# Cantering without stirrups = best ab exercise yet



## heatherandsteim (May 6, 2014)

Oh my gosh all! I have been practicing riding without stirrups to improve my leg position and yesterday I felt confident enough to start cantering without my stirrups, let me tell you! This is the best exercise for my abs that I have ever done, they are so sore today!!!! 

Has anyone else experienced this?


----------



## Corporal (Jul 29, 2010)

Heck, yeah!! I recommend starting without stirrups for a full hour, at the walk, for 7 days straight to teach a deep seat and to teach the rider to move with the horse.
Use to ride "Corporal" (1982-2009, RIP) a lot without stirrups, English.


----------



## Frieda (May 17, 2014)

One of the best exercises for seat and muscles. The Spanish School starts all of their riders off without stirrups. I think they spend about two years being lunged without stirrups to build their seats and strengthen them.

Keep up the good work!


----------



## Ale (May 8, 2013)

I recently started cantering without stirrups too when just having some fun! I also cantered bareback a few times, but right now my legs aren't strong enough to hold on for long periods of time. We usually make it one circle around before I have to slow Dixie down without a saddle and cantering.

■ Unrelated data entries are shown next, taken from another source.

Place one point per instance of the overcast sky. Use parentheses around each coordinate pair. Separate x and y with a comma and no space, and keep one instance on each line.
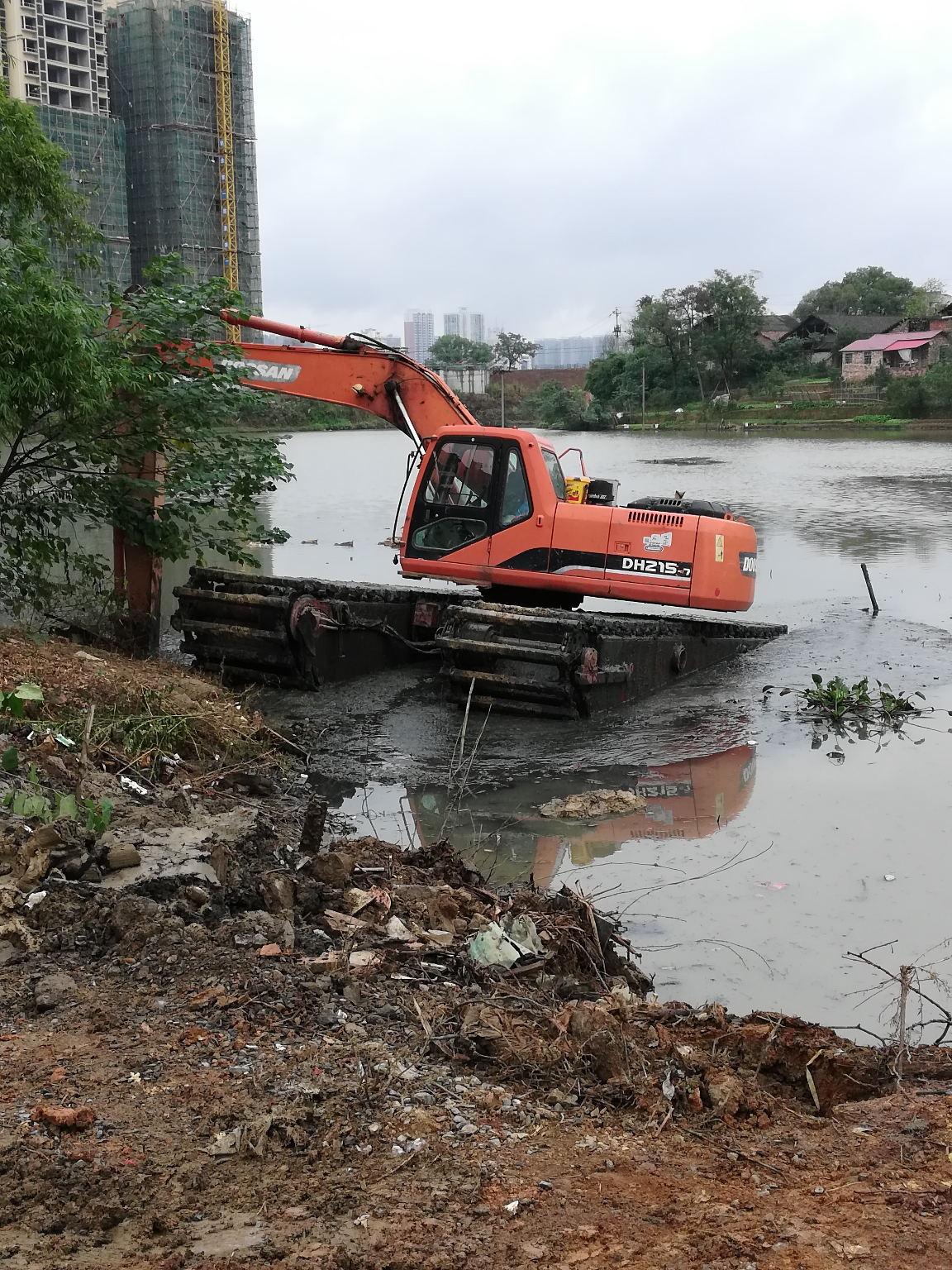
(546,161)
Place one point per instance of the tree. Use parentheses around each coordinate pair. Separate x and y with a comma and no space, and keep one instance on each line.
(927,300)
(511,348)
(730,313)
(862,293)
(938,386)
(663,322)
(87,393)
(459,351)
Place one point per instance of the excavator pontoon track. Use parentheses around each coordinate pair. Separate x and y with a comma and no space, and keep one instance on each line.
(554,663)
(298,633)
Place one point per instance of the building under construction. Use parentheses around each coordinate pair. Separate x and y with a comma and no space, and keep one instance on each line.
(180,80)
(153,103)
(54,56)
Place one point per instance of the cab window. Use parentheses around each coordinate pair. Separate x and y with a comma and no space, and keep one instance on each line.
(461,475)
(555,473)
(516,492)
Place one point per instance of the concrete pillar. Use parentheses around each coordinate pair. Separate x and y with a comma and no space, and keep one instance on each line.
(16,52)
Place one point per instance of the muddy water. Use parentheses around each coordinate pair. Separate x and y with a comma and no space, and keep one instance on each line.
(764,850)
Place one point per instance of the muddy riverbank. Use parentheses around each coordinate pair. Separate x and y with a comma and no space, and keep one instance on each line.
(227,1045)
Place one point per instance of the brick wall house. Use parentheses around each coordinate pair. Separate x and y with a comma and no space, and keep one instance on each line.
(911,352)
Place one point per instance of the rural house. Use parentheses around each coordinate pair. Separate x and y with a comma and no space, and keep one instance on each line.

And sometimes on trails I like to take my feet out of the stirrups when walking, trotting or cantering just because my legs need a stretch hehe. Keep up the good work darling <3


----------



## heatherandsteim (May 6, 2014)

Thanks guys! I can really tell that it is improving my seat and I definitely have more of a connection with my horse, he can respond to much more subtle commands now. 

So exciting! And I am getting more fit, win=win!


----------



## ligoleth (Sep 9, 2011)

It definitely helps, for sure. I find my best as work out is on a draft cross, where you really have to sit those gaits. It's tiring


----------